Les œuvres de Paul Cezanne à cette période

La vie et l'oeuvre de paul cezanne

Les œuvres de Paul Cezanne à cette période

Et qu’en est-il de son œuvre pendant cette période ? Et bien, il revient à la technique impressionniste avec des touches sûres et légères. Il sent que pour atteindre son objectif, il doit s’y prendre différemment et se laisser aller à écouter encore plus ses sensations. Comme il le dit, il s’agit maintenant pour lui de « réaliser ses sensations» de «  vivifier en soi, en contact de la nature, les instincts, les sensations d’art qui résident en nous» et de leur donner une réalité en les transposant sur la toile. Les apparentes fautes de perspective qu’on voit sur ses toiles tiennent à l’obsession de Cézanne de se libérer du procédé qu’il a très tôt jugé illusionniste de représentation de la profondeur de l’espace et du volume. Tous les objets représentés sont ramenés vers le plan de la toile et, d’une certaine manière, seront face « à leurs responsabilités ». Le volume est crée non pas par les ombres, comme c’est le cas dans la peinture traditionnelle, mais par juxtaposition de petites zones de couleurs, ce qui est un procédé typiquement cézannien.
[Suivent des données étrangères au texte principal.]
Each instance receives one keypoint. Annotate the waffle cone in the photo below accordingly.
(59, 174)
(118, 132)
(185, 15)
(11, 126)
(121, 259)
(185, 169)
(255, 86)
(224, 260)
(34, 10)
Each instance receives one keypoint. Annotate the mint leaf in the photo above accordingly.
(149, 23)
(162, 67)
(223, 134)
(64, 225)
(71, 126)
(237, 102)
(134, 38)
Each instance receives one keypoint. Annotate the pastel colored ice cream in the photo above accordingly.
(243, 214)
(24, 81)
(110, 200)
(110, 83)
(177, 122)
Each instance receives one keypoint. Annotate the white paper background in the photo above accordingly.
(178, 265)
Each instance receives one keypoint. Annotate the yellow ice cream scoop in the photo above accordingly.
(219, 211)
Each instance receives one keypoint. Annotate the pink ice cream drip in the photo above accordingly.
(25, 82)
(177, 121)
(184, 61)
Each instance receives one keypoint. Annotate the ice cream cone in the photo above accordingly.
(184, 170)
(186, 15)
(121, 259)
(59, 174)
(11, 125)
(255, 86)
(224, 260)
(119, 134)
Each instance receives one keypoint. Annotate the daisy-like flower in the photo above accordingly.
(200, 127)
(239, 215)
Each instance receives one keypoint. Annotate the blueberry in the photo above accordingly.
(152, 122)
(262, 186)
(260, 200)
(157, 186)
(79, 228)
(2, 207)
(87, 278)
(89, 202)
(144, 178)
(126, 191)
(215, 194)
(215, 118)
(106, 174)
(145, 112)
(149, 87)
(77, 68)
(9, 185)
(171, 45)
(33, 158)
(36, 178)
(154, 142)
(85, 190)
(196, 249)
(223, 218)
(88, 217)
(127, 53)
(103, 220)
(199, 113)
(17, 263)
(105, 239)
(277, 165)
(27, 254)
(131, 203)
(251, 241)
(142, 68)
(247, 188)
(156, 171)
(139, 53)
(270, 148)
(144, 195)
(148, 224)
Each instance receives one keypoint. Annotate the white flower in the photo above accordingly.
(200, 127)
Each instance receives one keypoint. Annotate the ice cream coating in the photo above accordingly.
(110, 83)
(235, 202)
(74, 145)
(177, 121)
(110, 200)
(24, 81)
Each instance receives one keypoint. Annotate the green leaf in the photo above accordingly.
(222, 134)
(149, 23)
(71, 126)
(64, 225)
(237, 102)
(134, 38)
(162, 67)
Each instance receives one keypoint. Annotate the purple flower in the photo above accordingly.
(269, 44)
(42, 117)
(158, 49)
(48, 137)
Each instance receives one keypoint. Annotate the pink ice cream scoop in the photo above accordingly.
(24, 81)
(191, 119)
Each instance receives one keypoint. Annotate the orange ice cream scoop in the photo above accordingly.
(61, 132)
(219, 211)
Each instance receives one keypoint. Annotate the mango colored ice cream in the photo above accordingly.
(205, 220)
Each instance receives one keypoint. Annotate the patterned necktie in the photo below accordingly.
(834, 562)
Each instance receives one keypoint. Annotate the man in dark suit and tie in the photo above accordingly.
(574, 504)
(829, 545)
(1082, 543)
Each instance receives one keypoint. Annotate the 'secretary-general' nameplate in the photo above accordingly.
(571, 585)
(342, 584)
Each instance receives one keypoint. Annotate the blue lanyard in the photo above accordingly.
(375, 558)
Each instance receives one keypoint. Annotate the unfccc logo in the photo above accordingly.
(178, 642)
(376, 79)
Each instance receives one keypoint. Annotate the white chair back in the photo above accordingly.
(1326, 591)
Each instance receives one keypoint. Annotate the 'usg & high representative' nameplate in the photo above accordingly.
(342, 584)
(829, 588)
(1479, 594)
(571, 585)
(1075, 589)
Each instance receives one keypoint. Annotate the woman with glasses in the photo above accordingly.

On l’a bien compris: il se soucie fort peu de donner une copie fidèle ou plutôt mimétique du réel. Ainsi, l’orifice du pot est souvent très ouvert tandis que l’anse est vue de biais, comme si on avait vu le pot sous un angle et l’anse de ce pot sous un autre angle. C’est la même chose que fera Picasso plus tard en montrant un visage avec un nez de profil et les 2 yeux de face. Bref, ce procédé, on l’aura compris, sera par la suite systématisé chez les cubistes.
Il a recours parfois à une gamme claire de couleurs avec des reflets acides de jaune et de vert, peu courants dans son œuvre. Un des chefs-d'œuvre de cette dernière période est la femme à la cafetière, peinte en 1890-1894 et conservée au musée d’Orsay. Nous allons essayer de vous la décrire même si vous ne l’avez pas sous les yeux. Alors : c’est un portrait grandeur nature : on y voit une vieille femme en robe bleue et au visage fermé. Elle est assise et a les bras posés de façon un peu gauche sur ces cuisses. A coté, il y a une cafetière et une tasse qui sont posées sur une table. S’agit-il de sa mère, d’une paysanne, d’une servante du jas de Bouffan ou de sa femme ? On ne le sait pas.
Le visage de la femme est comme un masque inexpressif, et a des volumes accusés. Tous les éléments sont disposés en une rigoureuse frontalité autour d’une table qui semble basculer, ce qui accentue la pose hiératique de la femme. La femme elle-même est « verticalisée » pourrait-on presque dire. On sait qu’elle est assise. Ou tout du moins on le sent. Car quand on cherche à bien analyser la femme, on se rend compte qu’au mieux elle devrait être assise au bord des fesses ou qu’au pire elle devrait tomber. Car on ne voit pas la forme des genoux ou le plis que les genoux devraient former sur la robe.
Bref, il immobilise la femme dans un espace abstrait, hors du temps, la manipulant comme une chose et non comme un être vivant. Dans sa période constructiviste, il insistait sur quelques points clefs en renforçant les reliefs. Peut-être que cette femme dont nous parlons, par exemple, il l’aurait alors rendue assise en nous montrant la chaise et en nous montrant que sa robe est bien pliée au niveau des genoux. Mais là, dans cette dernière période, rien de tout cela: il simplifie beaucoup la géométrie et ramène tout sur une surface plane : le modèle et des objets. Cela préfigure l’abstraction.